Acacius caminó de un lado a otro, ansioso por la tardanza de Geta e Irene. ¿Qué podrían estar haciendo? Caracalla ya estaba ahí. Miró hacia el Coliseo. Sabía las historias de Geta en el Palco Real, así que pensó en volver. Lucilla le sujetó la mano al verlo alejarse. No podía ir tras Irene. Debía esperar. Caracalla parecía ingenuo, pero era bastante inteligente. Llevaba rato observando al general. Un paso en falso y lo acusarían de traición.
—Debes calmarte —le pidió Lucilla.
—Eso intentó —murmuró Acacius—. Pero, dejarlos solos no es bueno para ellos. El Coliseo tiene muchos ojos.
Lucilla soltó una risa, divertida. No era el momento, pero le pareció tierno ver el lado protector de Acacius.
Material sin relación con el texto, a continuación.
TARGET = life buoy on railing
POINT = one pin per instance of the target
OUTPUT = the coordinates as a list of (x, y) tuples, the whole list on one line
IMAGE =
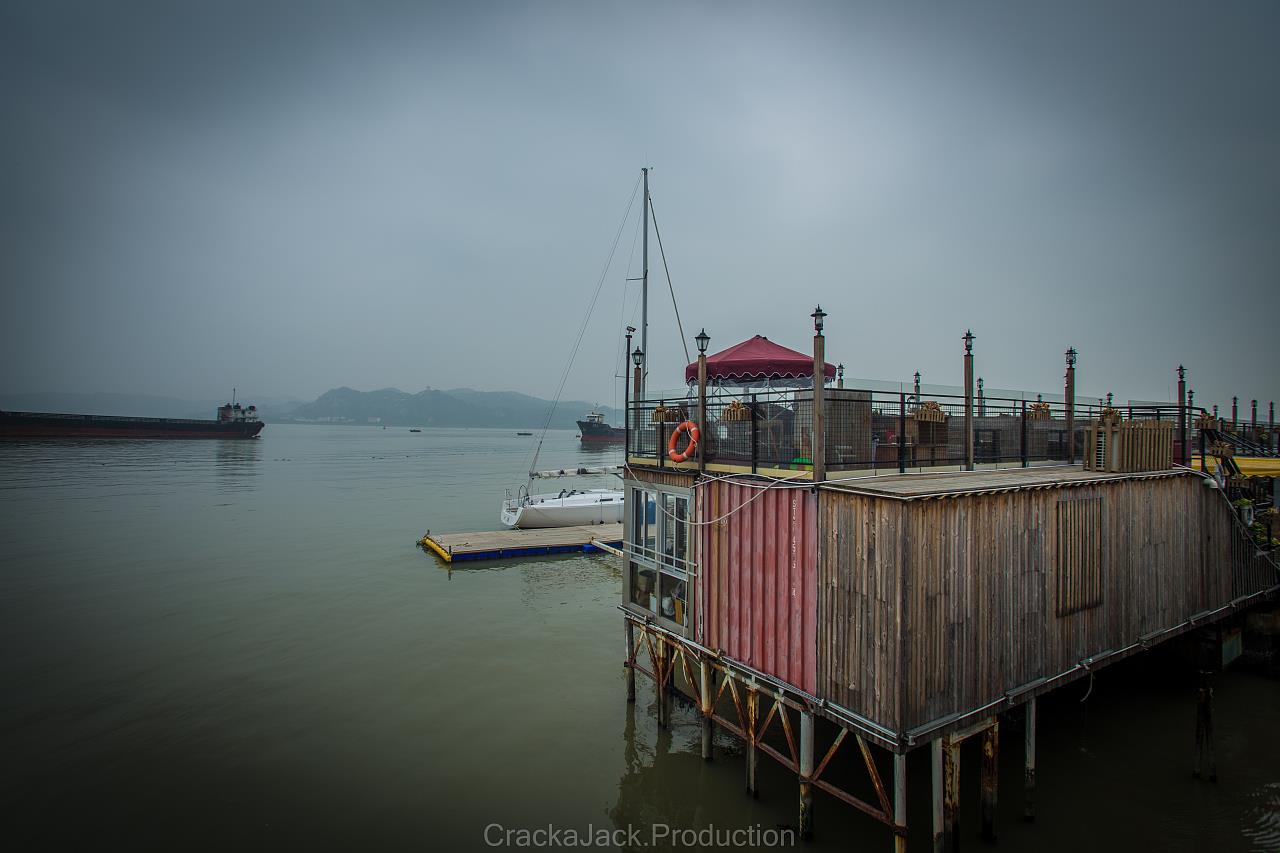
[(688, 427)]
Ya no era el general del ejército romano, era un padre preocupado por su hija. Le tomó ambas manos y lo hizo mirarla. Acacius liberó la tensión de sus hombros y se resignó. Debía esperar, así que tomó asiento.
—Mi hermano últimamente no es él mismo —habló Caracalla—. Es… Molesto.
Acacius lo observó. Tenía un brillo travieso en los ojos. Sabía que los gemelos envidiaban las cosas del otro e Irene era toda de su hermano. Eso añadía un obstáculo extra a su inutil intento de sacar a Irene de ahí. Cada segundo que Geta e Irene pasaban solos, la esperanza de salvar a su hija se desvanecía. Si Geta se aburría su hermano se quedaría con ella. Y si los dos la encontraban inservible, la matarían. No iba a devolvérsela. Ellos no funcionaban así. Todo lo que tomaban lo rompían.
—¿Quisieras tener a tu doncella de vuelta? —preguntó Caracalla.
Acacius iba a responder, pero un ruido cercano llamó su atención. Geta entró al salón, con Irene siguiéndolo de cerca. Lucilla fue la primera en notar como las manos de ambos estaban entrelazadas. Irene venía agachada, pero distinguió la sonrisa que cubría su rostro. Miró a Geta. Una leve sombra de felicidad cubría su rostro. Al llegar con ellos soltaron sus dedos y retomaron su postura. Lucilla observó a Acacius. Entendió a lo que se refería y los motivos de su preocupación. Irene y Geta se estaban volviendo más cercanos. Podía verlo en sus ojos. Más que una relación de poder donde él era emperador y ella doncella, veía a una pareja de jóvenes que estaban a punto de enamorarse.